2. Creating a Sample DataFrame

  val schema = StructType(Array(
    StructField("category", StringType, true),
    StructField("item", StringType, true),
    StructField("quantity", IntegerType, true),
    StructField("price", DoubleType, true)
  ))

  // Create the data
  val data = Seq(
    Row("Fruit", "Apple", 10, 1.5),
    Row("Fruit", "Apple", 10, 1.5),
    Row("Vegetable", "Carrot", 15, 0.7),
    Row("Vegetable", "Potato", 25, 0.3)
  )

  // Create the DataFrame
  val rdd = sparkSession.sparkContext.parallelize(data)
  val df = sparkSession.createDataFrame(rdd, schema)

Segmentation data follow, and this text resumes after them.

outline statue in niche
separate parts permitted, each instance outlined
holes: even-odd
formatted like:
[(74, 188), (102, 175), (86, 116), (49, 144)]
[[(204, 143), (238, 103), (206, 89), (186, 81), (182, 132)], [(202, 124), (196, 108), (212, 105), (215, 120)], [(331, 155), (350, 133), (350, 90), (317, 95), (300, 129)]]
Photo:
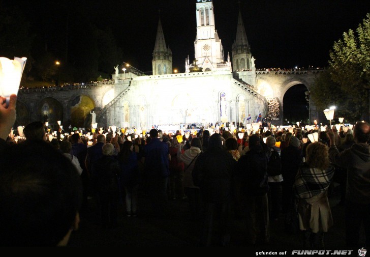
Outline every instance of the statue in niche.
[(97, 122), (96, 122), (97, 114), (94, 112), (94, 111), (92, 111), (92, 112), (90, 111), (90, 114), (91, 116), (91, 124), (92, 124), (92, 123), (96, 123)]
[(256, 59), (254, 59), (254, 57), (252, 56), (252, 58), (251, 59), (251, 62), (252, 62), (252, 67), (255, 67), (255, 64), (254, 64), (255, 61), (256, 61)]

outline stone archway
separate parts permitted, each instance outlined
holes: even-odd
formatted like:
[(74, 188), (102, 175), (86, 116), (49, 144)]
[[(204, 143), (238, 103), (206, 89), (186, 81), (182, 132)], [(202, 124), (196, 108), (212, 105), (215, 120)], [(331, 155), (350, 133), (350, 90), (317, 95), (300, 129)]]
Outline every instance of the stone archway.
[(94, 102), (88, 96), (81, 95), (75, 97), (71, 104), (71, 123), (72, 128), (90, 128), (90, 112), (95, 107)]
[(310, 123), (309, 103), (305, 98), (307, 87), (297, 82), (291, 84), (282, 97), (283, 123), (284, 125), (295, 125), (297, 122), (302, 124)]
[(63, 106), (52, 97), (46, 97), (40, 101), (37, 106), (37, 117), (41, 122), (48, 122), (50, 128), (57, 125), (58, 121), (63, 121)]

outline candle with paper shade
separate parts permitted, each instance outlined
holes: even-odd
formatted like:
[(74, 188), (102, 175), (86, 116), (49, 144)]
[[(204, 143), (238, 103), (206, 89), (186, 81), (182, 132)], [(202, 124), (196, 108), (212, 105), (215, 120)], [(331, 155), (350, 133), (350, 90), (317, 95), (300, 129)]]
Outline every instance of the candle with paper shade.
[(14, 60), (0, 57), (0, 96), (6, 98), (7, 106), (9, 104), (10, 95), (13, 94), (18, 95), (26, 61), (25, 57), (15, 57)]
[(116, 130), (117, 130), (117, 126), (111, 126), (111, 128), (112, 128), (112, 131), (113, 133), (115, 133)]
[(21, 126), (18, 126), (17, 127), (17, 130), (18, 131), (18, 135), (19, 136), (23, 137), (24, 135), (23, 133), (23, 127)]
[(314, 132), (312, 134), (309, 134), (307, 135), (307, 136), (309, 137), (309, 139), (310, 139), (310, 140), (312, 143), (319, 141), (319, 133), (317, 132)]
[(179, 143), (182, 143), (182, 136), (181, 135), (178, 135), (176, 136), (176, 138), (177, 139), (177, 142)]
[(252, 124), (252, 127), (253, 129), (253, 131), (255, 133), (257, 133), (258, 130), (260, 129), (260, 124), (259, 123), (253, 122)]

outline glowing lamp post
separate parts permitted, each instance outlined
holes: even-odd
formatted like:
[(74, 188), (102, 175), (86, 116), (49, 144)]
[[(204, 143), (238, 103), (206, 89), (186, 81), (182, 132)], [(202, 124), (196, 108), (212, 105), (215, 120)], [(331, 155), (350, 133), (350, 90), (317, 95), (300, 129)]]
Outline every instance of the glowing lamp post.
[(14, 60), (0, 57), (0, 96), (6, 98), (7, 106), (9, 104), (10, 95), (18, 95), (26, 61), (25, 57), (15, 57)]
[(335, 106), (331, 106), (329, 109), (325, 109), (324, 110), (324, 114), (325, 115), (326, 119), (329, 121), (330, 127), (331, 127), (331, 120), (334, 119), (334, 109), (335, 108)]

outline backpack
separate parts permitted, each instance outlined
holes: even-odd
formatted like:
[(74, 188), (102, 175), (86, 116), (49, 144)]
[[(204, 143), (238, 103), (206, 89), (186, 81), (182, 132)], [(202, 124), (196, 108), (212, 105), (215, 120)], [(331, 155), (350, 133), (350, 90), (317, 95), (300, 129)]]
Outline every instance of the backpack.
[(268, 164), (267, 175), (269, 176), (278, 176), (282, 174), (282, 162), (280, 155), (276, 151), (272, 151)]

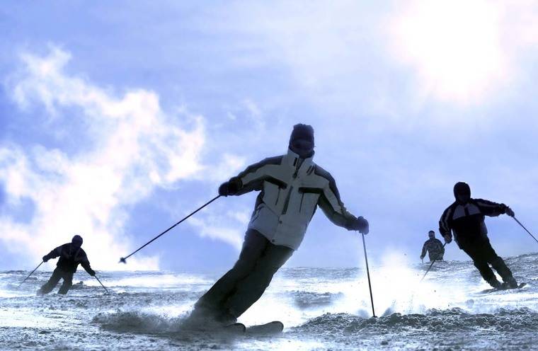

3. Using dropDuplicates to Remove Duplicate Rows

To remove duplicate rows in a DataFrame, use the dropDuplicates function. This function can be used without any arguments to remove fully duplicate rows:

val uniqueDF = df.dropDuplicates()
uniqueDF.show()

4. Removing Duplicates Based on Specific Columns

You can also specify columns to consider for identifying duplicates. For example, to remove rows that have the same "item" and "quantity" values:

val uniqueSpecificDF = df.dropDuplicates("item", "quantity")
uniqueSpecificDF.show()

5.Complete code

You can combine dropDuplicates with other transformations for more complex data processing. Here is an example:

  import org.apache.spark.sql.functions.col
  import org.apache.spark.sql.{Row, SparkSession}
  import org.apache.spark.sql.types.{DoubleType, IntegerType, StringType, StructField, StructType}
      
  object RemoveDuplicates {

        def main(args: Array[String]): Unit = {
          val sparkSession = SparkSession
            .builder()
            .appName("remove dupilcates from a spark dataframe")
            .master("local")
            .getOrCreate()
          val schema = StructType(Array(
            StructField("category", StringType, true),
            StructField("item", StringType, true),
            StructField("quantity", IntegerType, true),
            StructField("price", DoubleType, true)
          ))
          // Create the data
          val data = Seq(
            Row("Fruit", "Apple", 10, 1.5),
            Row("Fruit", "Apple", 10, 1.5),
            Row("Vegetable", "Carrot", 15, 0.7),
            Row("Vegetable", "Potato", 25, 0.3)
          )
          // Create the DataFrame
          val rdd = sparkSession.sparkContext.parallelize(data)
          val rawdf = sparkSession.createDataFrame(rdd, schema)
          val uniqueSpecificDF = rawdf.dropDuplicates()
          uniqueSpecificDF.show()
          
        }
      
 }

Output

In this tutorial, we have seen how to use the dropDuplicates function in Spark with Scala to remove duplicate rows from a DataFrame. This function is very useful for data cleaning and preparation tasks. For more advanced operations, consider combining it with other DataFrame transformations.